Apesar do excelente comportamento de alguns atletas, entre os
quais se incluem os madeirenses Marcos Freitas, no ténis de mesa, e Helena
Rodrigues, na canoagem, ouve-se já, antes do encerramento dos Jogos Olímpicos,
o lamento por Portugal não conseguir conquistar medalhas olímpicas.
Algumas
pessoas começam a pedir a cabeça de responsáveis pelo Comité Olímpico, outras
iniciam o coro dos queixumes pela falta de apoios estatais ou das próprias
federações. Quem raramente se interessa pelo fenómeno desportivo vitupera
atletas e a própria mediocridade portuguesa, seguindo o habitual menosprezo
colectivo que nos contamina durante longos períodos.
Quem
esperava as duas ou três medalhas do atletismo esquece as lesões que atingiram
atletas como Francis Obikwelu, Nélson Évora ou Naide Gomes, de quem se
aguardava as conquistas. Quanto ao judo, falharam os atletas portugueses como
os de muitos outros países e é isto o desporto. Ao invés, no remo, na canoagem,
na vela, no ténis de mesa e até na maratona feminina, os lusitanos conseguiram
bons resultados.
No desporto,
ganha-se ou perde-se. Nos Jogos Olímpicos estão os melhores dos melhores de
todos os países, logo ganhar é dificílimo, e é isso que todos devemos considerar.

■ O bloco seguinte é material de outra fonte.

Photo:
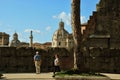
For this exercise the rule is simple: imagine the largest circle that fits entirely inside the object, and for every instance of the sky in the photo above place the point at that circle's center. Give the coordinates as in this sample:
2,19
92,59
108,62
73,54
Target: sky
40,16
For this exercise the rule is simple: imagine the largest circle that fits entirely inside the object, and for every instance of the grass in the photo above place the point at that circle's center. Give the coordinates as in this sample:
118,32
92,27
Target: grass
75,72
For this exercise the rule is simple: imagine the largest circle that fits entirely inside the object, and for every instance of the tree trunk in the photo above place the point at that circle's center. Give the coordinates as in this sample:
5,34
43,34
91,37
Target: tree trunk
76,28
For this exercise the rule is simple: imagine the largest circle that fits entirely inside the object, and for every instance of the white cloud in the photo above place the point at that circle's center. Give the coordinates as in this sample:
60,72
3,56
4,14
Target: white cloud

Só os deuses sobem ao Olimpo. Muitos deuses actuais são formatados desde
meninos por homens, máquinas e seringas, como muitas vezes se verifica semanas,
meses ou anos após os Jogos Olímpicos.
Para os que
lamentam a falta de medalhas, num tempo em que todos precisamos de uma alegria
portuguesa, verifique-se como a Espanha, com uma população quatro vezes maior
que a nossa e uma aposta desportiva muito vincada, só possui três medalhas
(duas de prata na natação e uma de bronze na canoagem), a Bélgica duas e a
Áustria continua a zeros. E que dizer da rica Alemanha, com mais de 82 milhões
de habitantes e apenas vinte e duas medalhas, quando antes da reunificação o
Leste e o Oeste mediam forças com a União Soviética e os Estados Unidos?
A falta de
medalhas deverá levar-nos a pensar como custam a ganhar, valorizando-se mais os
grandes atletas medalhados ao longo das diversas competições olímpicas. Para
que continuem a surgir campeões portugueses, as escolas, a partir do 3º ciclo,
deverão considerar a possibilidade de horários diferenciados ou turmas para os
jovens desportistas identificados como de qualidade ímpar ou já integrados no
desporto de alta competição. Agora com professores sem carga horária (ou
horário zero), não será difícil possibilitar aos jovens desportistas
compatibilizarem treino e estudo. Talvez assim surjam mais campeões olímpicos.
Quem sabe se
um português não ganha uma medalha nestes dias que faltam… Se assim não
acontecer, percebamos que o desporto também é vida, onde se ganha e perde. Não
é por acaso que se chama a alguns desportistas jogadores.